Les visages marqués par le sommeil et l’effort, ils tentent désespérément de sauver de la  noyade  quelques meubles déjà fortement éprouvés par l’humidité chronique .Partout la nuit résonne du bruit de l’eau ; l’eau qu’on vide des chambres et celle qu’on essaie de retenir par de petites diguettes improvisées  à la lumière de lampes torches .Tout le monde est à la tâche, sur les nerfs .Les voisins se hèlent, s’invectivent et s’interpellent. Des insultes fusent par moments mais finissent par se diluer dans  les odeurs infectes des marres verdâtres des fosses septiques .Ici se joue la survie d’un peuple face à l’ingratitude d’une époque ; l’histoire d’un échec grandeur nature .Celui  de Nouakchott qui étouffe  sous la chape d’une surpopulation malsaine et d’une précarité déconcertante. Le visage de la souffrance d’un peuple fêtant ses cinquante ans et qui n’a toujours pas la science de ‘ réveiller’ les nappes pour trouver une alternative au désolant spectacle  des bidons jaunes, vestiges d’une  huile douteuse destinée à la consommation des ‘petites gens’. L’Etat, pendant ce temps est resté en l’état, comme il a été au début, au premier commencement : attentiste, défaitiste, fataliste. Le même rituel : Il   constate les dégâts et envoie les camions  du commissariat à la sécurité alimentaire, à grands renforts de caméras apporter une « aide substantielle aux populations sinistrées » .Un état qui vit de ces /ses  catastrophes qui le nourrissent (au propre comme au figuré) en lui donnant sa justification et sa légitimité. Le peuple lui, se contentera de quelques gros plans à la télévision nationale et de la visite d’un haut responsable venu réconforter et promettre… des promesses !  « En – tendant »   mouches, moustiques et cafards continueront d’être les acteurs d’un drame qui se joue aux portes de la capitale d’un état qui s’apprête à fêter son cinquantenaire et se réjouir d’avoir manqué… l’essentiel.

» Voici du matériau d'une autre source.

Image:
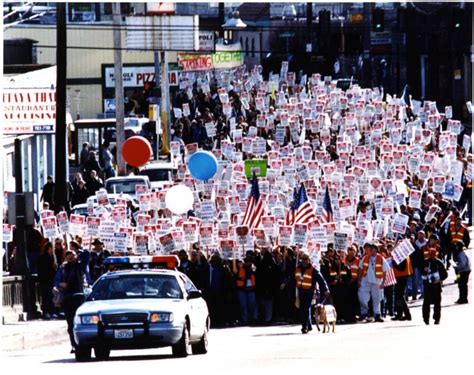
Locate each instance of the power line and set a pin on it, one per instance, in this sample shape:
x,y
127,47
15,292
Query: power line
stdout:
x,y
279,52
177,28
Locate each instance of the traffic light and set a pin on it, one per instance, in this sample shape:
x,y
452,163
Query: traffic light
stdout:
x,y
324,21
378,19
457,19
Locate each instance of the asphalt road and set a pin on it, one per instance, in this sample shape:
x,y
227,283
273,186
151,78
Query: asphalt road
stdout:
x,y
388,347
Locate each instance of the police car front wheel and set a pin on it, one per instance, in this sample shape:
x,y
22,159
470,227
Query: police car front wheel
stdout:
x,y
83,353
102,353
183,347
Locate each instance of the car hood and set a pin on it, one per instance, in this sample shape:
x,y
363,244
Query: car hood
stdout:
x,y
132,305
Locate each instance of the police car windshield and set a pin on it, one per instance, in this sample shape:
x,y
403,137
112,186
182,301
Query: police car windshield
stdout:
x,y
136,286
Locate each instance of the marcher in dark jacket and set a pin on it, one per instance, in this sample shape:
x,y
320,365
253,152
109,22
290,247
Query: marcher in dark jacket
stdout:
x,y
434,273
267,282
305,273
46,272
48,192
70,279
463,269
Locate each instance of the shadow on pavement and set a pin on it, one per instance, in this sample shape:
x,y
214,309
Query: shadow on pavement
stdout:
x,y
277,334
116,359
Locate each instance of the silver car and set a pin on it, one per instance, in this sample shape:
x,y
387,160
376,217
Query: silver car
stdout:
x,y
142,308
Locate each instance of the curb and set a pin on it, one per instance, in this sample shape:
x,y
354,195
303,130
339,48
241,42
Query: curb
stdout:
x,y
29,339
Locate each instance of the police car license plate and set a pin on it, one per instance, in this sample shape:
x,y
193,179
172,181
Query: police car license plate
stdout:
x,y
123,333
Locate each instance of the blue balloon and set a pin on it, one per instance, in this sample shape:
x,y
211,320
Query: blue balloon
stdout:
x,y
202,165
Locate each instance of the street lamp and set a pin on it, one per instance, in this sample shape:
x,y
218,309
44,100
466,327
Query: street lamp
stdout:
x,y
233,23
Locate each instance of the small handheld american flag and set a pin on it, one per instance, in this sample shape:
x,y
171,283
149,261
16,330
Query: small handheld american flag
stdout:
x,y
254,211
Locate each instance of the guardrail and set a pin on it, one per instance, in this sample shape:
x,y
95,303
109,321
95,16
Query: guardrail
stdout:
x,y
13,300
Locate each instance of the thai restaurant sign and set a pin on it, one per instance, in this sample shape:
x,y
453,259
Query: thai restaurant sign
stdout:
x,y
27,111
225,57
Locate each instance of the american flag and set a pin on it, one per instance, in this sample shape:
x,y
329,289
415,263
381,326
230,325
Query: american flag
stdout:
x,y
290,215
327,213
254,211
301,211
390,275
390,278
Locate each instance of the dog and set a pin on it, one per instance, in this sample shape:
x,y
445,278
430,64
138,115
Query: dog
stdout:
x,y
327,315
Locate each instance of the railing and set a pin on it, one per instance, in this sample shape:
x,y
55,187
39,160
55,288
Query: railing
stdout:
x,y
13,298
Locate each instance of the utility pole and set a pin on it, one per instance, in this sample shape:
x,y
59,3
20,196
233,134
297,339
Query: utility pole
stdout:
x,y
309,34
61,156
119,103
165,105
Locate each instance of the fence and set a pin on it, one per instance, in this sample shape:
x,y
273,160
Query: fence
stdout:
x,y
13,298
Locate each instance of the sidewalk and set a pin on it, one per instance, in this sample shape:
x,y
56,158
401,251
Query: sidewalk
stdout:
x,y
33,334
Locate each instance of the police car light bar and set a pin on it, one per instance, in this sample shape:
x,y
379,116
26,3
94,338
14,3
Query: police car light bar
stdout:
x,y
150,261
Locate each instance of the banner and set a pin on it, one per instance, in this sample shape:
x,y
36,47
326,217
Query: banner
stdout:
x,y
120,242
218,60
7,231
29,111
77,225
50,228
402,251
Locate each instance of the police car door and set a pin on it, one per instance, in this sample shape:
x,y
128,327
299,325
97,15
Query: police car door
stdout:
x,y
197,309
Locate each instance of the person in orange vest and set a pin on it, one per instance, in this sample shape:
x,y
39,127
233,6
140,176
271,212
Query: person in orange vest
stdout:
x,y
456,232
352,262
372,272
402,272
463,269
245,280
433,275
433,242
339,277
306,276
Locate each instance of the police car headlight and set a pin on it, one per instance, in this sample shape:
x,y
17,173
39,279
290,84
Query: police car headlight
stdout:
x,y
161,318
89,319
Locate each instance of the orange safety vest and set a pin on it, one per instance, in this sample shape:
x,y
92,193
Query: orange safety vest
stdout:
x,y
378,266
408,271
354,266
456,235
241,278
426,252
304,280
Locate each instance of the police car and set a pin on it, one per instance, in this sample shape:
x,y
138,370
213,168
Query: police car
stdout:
x,y
136,306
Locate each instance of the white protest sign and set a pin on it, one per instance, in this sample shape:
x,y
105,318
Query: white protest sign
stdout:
x,y
7,233
140,243
144,201
206,233
285,234
106,233
50,229
402,251
63,221
77,225
120,242
346,208
92,228
340,241
299,234
399,223
438,184
268,223
414,200
190,232
142,220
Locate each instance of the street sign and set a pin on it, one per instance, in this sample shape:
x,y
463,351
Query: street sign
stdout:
x,y
29,214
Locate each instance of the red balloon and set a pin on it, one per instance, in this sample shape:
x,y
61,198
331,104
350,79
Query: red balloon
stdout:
x,y
136,151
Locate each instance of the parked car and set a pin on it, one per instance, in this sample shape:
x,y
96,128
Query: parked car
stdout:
x,y
159,173
126,185
141,308
81,209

En attendant cet ‘en – tendant’, la nappe attendra la pluie pour déborder, les fosses attendront que la nappe déborde pour se remplir et le peuple attendra qu’il pleuve pour déverser ses fosses. Personne n’attendra les pompiers ou les services de la mairie. L’état attendra que le choléra s’installe pour venir en aide aux « populations sinistrées » .Ceux qui y survivront attendront que la nappe se rendort de son sommeil majestueux faute d’avoir trouvé une âme pour la dompter et tout le monde, comme elle, comme l’état attendra l’année prochaine pour une nouvelle édition d’une tranche de vie à attendre….les pieds dans l’eau !!